What’s in it for you?

• Flex Life: While we offer remote, hybrid, & in-office options each position specifies the level of flexibility. Our Parisian office is located next to the Opera Garnier. You will also receive a 500€ stipend to help you set up your ideal workspace if you work hybrid or remotely.
  • If you are full remote, the SNCF dicount card is paid for you to come to our office to visit us & your team!
• Generous Health Benefits: We have partnered with Kenko for your healthcare needs.
• A 100€ annual allowance is provided for a leisure activity of your choice in Sports or Culture.
• Annual allowance of €200 if you come to the office by bike to cover maintenance costs.
• Professional Development: #Weaimhigh is part of our DNA, therefore we have invested in an internal Learning and Development platform and offer the opportunity to request additional training and support via your manager.
• Events & Team building: #We care and we have fun! We organise Annual Company-Offsite, Events, Drinks, Winter Party, Lunch & Learns and much more are part of our Culture
• PTO: Based on the country you are based from (e.g. 25 days in France).

What are the next steps?

• You x Talent Acquisition Manager : first interview and cultural fit
• You x Engineering Manager : technical and cultural fit + Take-home technical challenge
• You x Team: Presentation and review of your "technical proposal" with the team
• You x Member of the leadership team - Discussion about DataDome vision and "raison d'être"!
• Now you really met everyone! Welcome to DataDome :)

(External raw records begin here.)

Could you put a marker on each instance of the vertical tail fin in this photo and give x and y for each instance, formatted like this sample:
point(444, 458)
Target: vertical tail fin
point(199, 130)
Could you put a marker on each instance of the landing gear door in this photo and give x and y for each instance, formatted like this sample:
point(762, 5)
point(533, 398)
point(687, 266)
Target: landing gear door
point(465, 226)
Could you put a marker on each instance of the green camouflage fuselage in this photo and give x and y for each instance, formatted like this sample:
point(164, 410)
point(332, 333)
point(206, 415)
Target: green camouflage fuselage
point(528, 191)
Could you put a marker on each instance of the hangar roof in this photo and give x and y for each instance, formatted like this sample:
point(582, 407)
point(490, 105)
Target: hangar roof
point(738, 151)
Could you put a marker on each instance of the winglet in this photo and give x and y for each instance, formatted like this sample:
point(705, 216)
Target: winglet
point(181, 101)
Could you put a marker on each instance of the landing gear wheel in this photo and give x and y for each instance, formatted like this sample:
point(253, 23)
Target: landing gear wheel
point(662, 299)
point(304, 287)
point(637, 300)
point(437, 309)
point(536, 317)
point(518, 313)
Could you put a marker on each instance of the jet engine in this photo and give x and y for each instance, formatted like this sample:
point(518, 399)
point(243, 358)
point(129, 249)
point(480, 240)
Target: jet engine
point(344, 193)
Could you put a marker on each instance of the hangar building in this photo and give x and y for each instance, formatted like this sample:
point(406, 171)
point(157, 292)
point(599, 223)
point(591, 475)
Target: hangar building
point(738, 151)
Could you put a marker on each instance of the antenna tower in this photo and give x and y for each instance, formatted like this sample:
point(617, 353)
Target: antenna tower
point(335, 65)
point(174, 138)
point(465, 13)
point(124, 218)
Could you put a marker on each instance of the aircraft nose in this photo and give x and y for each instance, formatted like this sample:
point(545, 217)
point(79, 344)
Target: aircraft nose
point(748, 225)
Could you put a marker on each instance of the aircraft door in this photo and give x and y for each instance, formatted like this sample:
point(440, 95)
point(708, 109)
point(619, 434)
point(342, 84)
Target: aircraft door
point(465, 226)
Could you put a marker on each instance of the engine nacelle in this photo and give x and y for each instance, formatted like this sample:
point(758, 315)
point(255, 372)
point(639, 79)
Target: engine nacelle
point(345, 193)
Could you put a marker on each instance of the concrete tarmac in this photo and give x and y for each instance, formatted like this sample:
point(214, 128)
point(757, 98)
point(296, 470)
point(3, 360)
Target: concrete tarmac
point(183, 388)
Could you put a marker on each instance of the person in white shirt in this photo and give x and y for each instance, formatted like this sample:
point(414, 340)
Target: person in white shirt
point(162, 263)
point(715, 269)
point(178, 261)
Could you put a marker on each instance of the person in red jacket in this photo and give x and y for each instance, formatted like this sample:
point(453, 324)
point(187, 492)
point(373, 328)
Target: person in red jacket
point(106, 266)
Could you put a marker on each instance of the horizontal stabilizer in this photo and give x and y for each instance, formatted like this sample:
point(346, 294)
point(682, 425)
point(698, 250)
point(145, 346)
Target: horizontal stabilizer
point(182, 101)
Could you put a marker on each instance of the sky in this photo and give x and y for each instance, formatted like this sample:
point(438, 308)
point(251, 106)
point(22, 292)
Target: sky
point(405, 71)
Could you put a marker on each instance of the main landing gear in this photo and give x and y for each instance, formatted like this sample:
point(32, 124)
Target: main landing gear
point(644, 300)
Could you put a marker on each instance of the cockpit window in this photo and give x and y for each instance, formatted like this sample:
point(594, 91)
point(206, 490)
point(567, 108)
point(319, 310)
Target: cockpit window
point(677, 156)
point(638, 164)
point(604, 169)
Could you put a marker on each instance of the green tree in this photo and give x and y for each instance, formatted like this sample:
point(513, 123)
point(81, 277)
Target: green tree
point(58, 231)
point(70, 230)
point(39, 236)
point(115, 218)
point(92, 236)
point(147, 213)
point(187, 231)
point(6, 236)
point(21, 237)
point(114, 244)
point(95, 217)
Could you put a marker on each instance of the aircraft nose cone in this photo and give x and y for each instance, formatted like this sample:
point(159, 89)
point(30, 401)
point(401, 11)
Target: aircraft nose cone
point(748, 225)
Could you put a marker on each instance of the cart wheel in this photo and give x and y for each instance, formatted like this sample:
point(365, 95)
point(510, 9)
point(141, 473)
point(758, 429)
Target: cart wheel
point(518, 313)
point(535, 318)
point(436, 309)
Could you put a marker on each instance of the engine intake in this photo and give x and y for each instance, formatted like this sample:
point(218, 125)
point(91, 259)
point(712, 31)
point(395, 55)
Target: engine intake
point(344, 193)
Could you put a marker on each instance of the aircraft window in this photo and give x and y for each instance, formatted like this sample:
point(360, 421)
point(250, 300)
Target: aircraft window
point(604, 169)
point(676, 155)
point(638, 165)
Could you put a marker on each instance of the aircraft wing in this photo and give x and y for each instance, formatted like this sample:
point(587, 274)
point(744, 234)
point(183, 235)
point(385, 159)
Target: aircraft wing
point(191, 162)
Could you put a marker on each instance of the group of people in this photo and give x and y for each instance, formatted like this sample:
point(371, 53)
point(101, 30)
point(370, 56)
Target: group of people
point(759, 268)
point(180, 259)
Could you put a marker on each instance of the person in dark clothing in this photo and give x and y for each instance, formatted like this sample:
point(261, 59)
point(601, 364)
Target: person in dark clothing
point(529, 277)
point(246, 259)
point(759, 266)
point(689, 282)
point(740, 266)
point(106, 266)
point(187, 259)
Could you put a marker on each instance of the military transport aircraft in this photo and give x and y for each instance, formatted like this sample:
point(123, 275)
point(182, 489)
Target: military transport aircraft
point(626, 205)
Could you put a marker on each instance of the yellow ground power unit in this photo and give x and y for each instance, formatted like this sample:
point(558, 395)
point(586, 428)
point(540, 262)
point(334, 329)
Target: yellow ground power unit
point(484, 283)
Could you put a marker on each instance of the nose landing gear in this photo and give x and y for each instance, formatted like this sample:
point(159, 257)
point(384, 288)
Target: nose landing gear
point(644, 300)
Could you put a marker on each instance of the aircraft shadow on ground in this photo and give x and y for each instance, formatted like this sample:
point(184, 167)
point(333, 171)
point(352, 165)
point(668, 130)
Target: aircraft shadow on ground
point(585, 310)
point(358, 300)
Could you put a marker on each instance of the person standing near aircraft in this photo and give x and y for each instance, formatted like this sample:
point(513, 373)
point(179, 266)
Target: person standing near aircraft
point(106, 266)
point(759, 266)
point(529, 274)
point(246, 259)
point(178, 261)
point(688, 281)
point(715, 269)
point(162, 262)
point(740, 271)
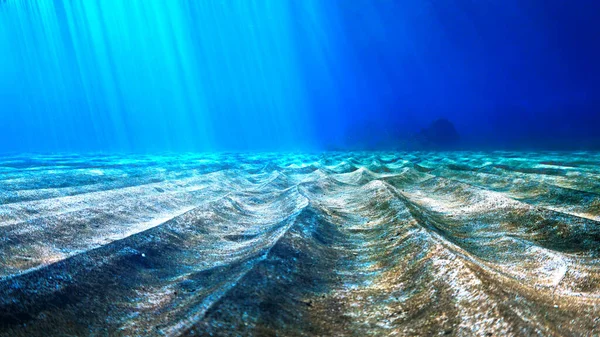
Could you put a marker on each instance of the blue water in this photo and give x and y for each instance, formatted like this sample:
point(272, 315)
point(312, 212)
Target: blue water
point(148, 76)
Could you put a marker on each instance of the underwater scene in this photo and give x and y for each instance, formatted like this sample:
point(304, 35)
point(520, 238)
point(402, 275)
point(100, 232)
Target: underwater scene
point(299, 168)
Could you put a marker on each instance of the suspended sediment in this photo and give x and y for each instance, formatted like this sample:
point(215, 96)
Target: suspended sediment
point(344, 244)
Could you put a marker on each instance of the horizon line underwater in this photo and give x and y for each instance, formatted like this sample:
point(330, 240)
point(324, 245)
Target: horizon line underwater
point(299, 168)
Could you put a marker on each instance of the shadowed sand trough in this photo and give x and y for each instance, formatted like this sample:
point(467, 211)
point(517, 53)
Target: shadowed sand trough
point(345, 244)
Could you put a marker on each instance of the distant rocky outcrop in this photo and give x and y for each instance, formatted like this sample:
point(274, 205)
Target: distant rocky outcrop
point(441, 134)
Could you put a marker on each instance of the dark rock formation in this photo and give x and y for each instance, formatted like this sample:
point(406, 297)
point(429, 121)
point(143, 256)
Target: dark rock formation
point(441, 134)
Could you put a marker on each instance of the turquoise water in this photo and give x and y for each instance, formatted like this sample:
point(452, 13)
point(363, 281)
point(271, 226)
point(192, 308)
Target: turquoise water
point(299, 168)
point(147, 76)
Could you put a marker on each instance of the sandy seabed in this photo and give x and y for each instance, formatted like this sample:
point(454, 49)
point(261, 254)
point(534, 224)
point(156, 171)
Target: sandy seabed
point(333, 244)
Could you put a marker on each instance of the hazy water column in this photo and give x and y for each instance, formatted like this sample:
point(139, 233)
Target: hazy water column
point(150, 75)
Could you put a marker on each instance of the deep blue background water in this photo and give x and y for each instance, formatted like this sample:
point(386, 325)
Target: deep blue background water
point(125, 75)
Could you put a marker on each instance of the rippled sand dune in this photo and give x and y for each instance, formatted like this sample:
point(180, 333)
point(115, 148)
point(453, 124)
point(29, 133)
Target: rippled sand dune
point(334, 244)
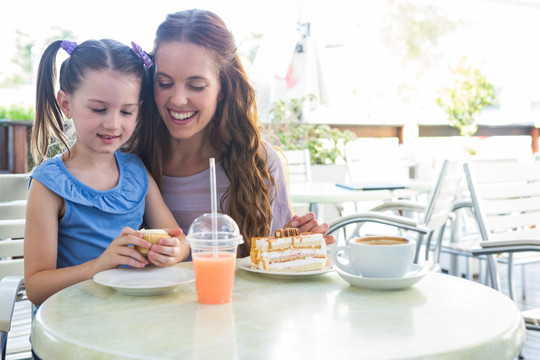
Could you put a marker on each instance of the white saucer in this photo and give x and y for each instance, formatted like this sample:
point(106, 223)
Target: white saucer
point(415, 274)
point(146, 281)
point(245, 264)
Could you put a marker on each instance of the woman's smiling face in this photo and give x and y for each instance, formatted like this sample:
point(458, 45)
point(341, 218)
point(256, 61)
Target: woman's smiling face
point(186, 88)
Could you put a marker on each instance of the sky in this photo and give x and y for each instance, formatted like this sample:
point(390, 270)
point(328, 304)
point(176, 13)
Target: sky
point(126, 21)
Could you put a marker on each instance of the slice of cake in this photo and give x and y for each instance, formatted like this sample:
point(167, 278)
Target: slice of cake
point(289, 251)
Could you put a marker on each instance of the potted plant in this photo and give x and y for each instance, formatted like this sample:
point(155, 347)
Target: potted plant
point(325, 144)
point(465, 99)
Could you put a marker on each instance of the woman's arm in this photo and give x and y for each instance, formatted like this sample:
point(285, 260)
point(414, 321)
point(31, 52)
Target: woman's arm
point(157, 215)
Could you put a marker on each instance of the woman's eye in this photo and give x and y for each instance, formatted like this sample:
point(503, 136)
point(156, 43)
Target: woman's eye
point(165, 85)
point(197, 87)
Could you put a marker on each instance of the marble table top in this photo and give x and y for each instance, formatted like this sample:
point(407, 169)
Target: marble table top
point(440, 317)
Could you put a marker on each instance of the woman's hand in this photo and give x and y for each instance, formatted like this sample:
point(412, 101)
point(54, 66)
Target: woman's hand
point(308, 223)
point(120, 253)
point(169, 251)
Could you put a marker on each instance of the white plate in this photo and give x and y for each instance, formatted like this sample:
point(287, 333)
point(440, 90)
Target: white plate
point(245, 264)
point(146, 281)
point(415, 274)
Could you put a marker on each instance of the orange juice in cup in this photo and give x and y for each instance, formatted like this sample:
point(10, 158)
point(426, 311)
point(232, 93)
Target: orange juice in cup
point(214, 239)
point(214, 276)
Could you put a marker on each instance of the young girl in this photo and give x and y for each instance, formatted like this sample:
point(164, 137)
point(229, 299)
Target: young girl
point(85, 205)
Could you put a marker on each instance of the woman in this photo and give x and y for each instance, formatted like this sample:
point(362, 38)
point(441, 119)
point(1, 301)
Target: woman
point(198, 104)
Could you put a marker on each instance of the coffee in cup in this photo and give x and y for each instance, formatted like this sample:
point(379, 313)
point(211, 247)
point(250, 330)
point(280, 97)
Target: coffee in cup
point(376, 256)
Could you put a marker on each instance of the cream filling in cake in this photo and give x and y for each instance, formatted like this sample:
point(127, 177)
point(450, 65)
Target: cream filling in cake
point(304, 252)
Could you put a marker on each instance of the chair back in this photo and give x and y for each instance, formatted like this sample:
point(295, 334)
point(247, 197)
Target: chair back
point(15, 311)
point(506, 199)
point(299, 165)
point(443, 195)
point(375, 160)
point(13, 194)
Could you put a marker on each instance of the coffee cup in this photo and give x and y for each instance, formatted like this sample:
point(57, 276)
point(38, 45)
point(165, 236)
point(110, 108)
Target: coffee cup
point(376, 256)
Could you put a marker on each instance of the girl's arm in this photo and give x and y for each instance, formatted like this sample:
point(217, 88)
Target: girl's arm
point(42, 278)
point(157, 215)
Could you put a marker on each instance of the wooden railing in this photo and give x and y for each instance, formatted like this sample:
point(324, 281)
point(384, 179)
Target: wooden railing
point(14, 137)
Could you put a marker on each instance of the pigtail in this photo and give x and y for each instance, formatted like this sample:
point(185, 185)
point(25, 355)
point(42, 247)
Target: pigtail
point(48, 126)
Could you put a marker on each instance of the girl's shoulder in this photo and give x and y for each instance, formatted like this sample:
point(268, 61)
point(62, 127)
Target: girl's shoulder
point(129, 192)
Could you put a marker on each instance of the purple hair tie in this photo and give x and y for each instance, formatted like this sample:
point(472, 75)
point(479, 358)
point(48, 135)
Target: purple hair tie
point(142, 54)
point(69, 46)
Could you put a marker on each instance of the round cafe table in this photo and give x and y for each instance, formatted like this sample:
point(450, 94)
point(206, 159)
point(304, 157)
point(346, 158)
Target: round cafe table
point(322, 317)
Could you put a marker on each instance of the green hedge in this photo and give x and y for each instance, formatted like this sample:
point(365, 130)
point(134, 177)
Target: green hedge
point(17, 112)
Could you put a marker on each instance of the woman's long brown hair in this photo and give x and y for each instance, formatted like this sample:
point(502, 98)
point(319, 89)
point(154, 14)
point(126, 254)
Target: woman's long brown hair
point(233, 130)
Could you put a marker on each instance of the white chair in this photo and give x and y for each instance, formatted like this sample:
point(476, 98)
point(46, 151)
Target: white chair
point(298, 170)
point(463, 234)
point(376, 159)
point(299, 165)
point(15, 309)
point(433, 215)
point(373, 160)
point(505, 198)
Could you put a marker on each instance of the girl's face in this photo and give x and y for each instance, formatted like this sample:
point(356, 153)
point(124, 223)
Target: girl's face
point(186, 88)
point(104, 110)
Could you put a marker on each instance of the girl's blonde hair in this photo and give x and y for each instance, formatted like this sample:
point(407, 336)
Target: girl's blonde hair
point(49, 127)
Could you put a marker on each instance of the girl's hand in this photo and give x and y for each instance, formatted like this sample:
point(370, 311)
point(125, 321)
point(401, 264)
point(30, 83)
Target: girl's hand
point(120, 253)
point(308, 223)
point(169, 251)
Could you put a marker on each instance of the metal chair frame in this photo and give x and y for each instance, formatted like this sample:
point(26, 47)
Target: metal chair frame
point(432, 216)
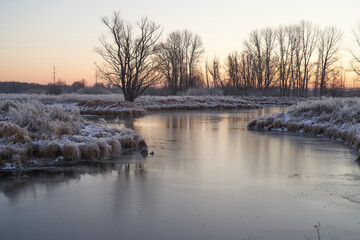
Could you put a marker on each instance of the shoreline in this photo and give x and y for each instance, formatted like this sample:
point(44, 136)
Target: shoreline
point(333, 118)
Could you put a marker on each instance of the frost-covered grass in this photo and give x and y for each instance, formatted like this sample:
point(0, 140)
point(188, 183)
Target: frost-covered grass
point(154, 103)
point(33, 134)
point(331, 117)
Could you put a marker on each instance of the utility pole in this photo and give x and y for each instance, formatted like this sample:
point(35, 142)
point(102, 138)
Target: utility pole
point(54, 74)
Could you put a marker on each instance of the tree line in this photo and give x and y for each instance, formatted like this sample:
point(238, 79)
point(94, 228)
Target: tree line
point(294, 59)
point(56, 88)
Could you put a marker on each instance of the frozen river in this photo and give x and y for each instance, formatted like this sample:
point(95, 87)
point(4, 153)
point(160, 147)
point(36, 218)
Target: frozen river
point(209, 178)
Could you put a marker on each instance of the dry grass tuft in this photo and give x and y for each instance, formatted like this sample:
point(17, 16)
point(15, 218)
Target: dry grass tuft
point(71, 151)
point(52, 150)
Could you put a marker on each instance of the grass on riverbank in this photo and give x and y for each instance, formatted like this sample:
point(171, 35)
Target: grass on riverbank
point(31, 130)
point(337, 118)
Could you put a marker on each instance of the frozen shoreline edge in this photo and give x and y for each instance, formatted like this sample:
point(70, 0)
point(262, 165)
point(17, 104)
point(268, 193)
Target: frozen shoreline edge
point(332, 118)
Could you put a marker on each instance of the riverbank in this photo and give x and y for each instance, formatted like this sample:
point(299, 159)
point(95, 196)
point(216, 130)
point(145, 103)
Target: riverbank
point(114, 104)
point(336, 118)
point(36, 135)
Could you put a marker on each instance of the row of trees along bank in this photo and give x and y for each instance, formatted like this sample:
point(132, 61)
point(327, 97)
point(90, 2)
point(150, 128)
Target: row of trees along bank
point(293, 58)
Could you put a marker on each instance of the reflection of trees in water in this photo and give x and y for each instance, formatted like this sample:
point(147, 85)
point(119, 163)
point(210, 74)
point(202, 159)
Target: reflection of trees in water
point(13, 183)
point(132, 169)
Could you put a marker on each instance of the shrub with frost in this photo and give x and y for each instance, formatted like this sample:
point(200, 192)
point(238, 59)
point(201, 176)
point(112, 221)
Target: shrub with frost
point(30, 129)
point(337, 118)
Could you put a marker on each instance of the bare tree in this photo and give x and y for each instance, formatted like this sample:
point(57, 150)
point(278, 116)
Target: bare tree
point(269, 44)
point(180, 56)
point(254, 48)
point(355, 64)
point(309, 36)
point(214, 70)
point(328, 49)
point(233, 70)
point(129, 59)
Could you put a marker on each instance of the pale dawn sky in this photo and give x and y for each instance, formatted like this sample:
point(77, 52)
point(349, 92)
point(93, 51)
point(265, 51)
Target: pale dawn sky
point(37, 35)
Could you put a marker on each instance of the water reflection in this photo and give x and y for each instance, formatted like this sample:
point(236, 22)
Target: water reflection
point(12, 184)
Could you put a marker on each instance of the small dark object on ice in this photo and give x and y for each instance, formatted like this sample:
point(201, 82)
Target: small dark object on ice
point(143, 148)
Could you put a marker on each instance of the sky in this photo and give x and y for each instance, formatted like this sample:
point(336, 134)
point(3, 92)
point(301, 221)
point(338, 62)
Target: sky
point(36, 35)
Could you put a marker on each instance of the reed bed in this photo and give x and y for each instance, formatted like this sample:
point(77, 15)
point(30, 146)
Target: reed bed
point(33, 134)
point(330, 117)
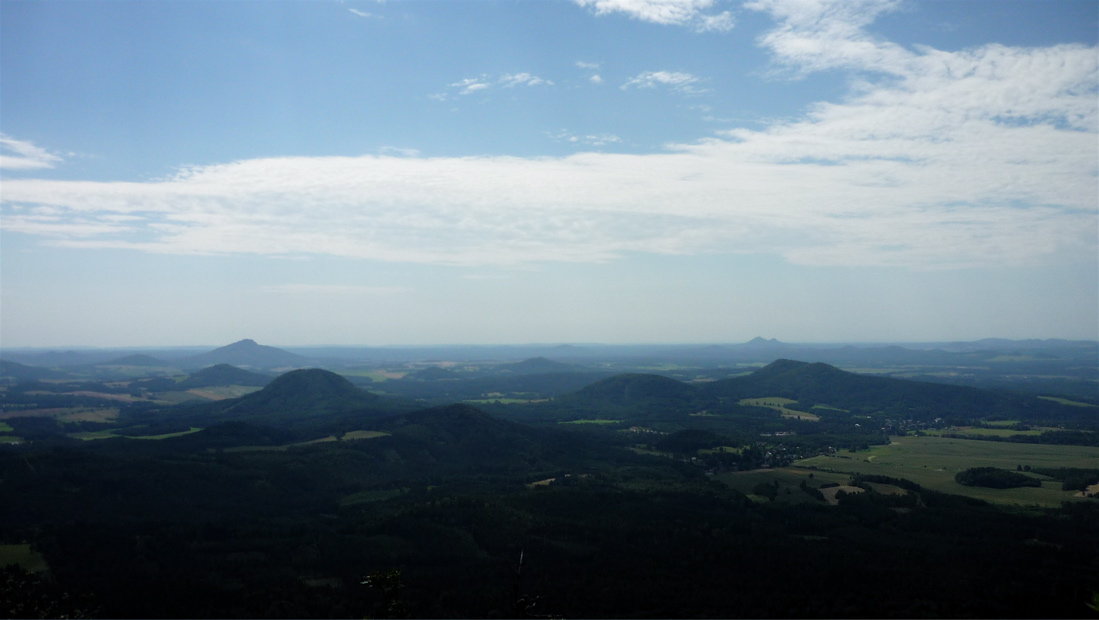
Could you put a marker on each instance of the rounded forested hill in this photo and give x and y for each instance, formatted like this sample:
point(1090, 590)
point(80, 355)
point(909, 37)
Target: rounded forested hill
point(307, 391)
point(433, 374)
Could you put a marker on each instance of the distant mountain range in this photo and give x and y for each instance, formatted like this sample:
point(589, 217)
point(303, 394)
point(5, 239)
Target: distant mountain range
point(814, 384)
point(247, 353)
point(223, 375)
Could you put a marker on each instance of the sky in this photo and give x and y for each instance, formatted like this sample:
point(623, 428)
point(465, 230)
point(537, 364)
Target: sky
point(479, 172)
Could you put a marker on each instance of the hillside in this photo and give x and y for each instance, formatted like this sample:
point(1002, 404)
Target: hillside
point(24, 373)
point(306, 391)
point(307, 399)
point(537, 366)
point(636, 388)
point(821, 384)
point(136, 360)
point(224, 375)
point(246, 353)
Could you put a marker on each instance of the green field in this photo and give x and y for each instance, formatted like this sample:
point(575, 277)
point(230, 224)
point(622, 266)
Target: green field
point(23, 555)
point(779, 405)
point(787, 478)
point(367, 497)
point(502, 400)
point(933, 462)
point(1066, 401)
point(987, 432)
point(88, 435)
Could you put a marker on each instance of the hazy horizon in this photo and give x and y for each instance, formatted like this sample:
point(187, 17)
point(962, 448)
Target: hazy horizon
point(575, 170)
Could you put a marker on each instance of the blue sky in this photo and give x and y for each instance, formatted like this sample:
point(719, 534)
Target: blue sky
point(561, 170)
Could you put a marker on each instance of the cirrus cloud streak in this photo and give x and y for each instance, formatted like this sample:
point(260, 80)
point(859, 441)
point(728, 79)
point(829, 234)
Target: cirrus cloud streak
point(977, 157)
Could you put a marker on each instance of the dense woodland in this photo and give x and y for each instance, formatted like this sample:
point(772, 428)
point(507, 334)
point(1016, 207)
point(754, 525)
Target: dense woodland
point(603, 497)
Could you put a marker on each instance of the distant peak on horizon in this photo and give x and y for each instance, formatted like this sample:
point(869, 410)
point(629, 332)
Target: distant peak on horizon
point(759, 341)
point(245, 342)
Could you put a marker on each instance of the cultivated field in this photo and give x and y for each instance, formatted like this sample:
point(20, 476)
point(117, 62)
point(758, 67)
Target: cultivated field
point(933, 462)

DataDome stops cyberfraud and bots in real time, outpacing AI-driven fraud from simple to sophisticated across your sites, apps, and APIs. Named a Leader in the Forrester Wave for Bot Management, the DataDome platform is built on a multi-layered AI engine that focuses on intent, not just identity. Because it’s not about knowing who’s real, it’s about what they intend to do. With thousands of AI models that adapt to every fraudulent click, signup, and login, DataDome blocks fraud in less than 2 milliseconds, without compromising performance. DataDome is fully automated and integrates seamlessly into any tech stack. Backed by a 24/7 SOC team of advanced threat researchers, DataDome stops over 350 billion attacks annually. Experience protection that outperforms with DataDome.

DataDome is an equal opportunity employer, and proud to be committed to diversity and inclusion. We will consider all qualified applicants without regard to race, color, nationality, gender, gender identity or expression, sexual orientation, religion, disability or age.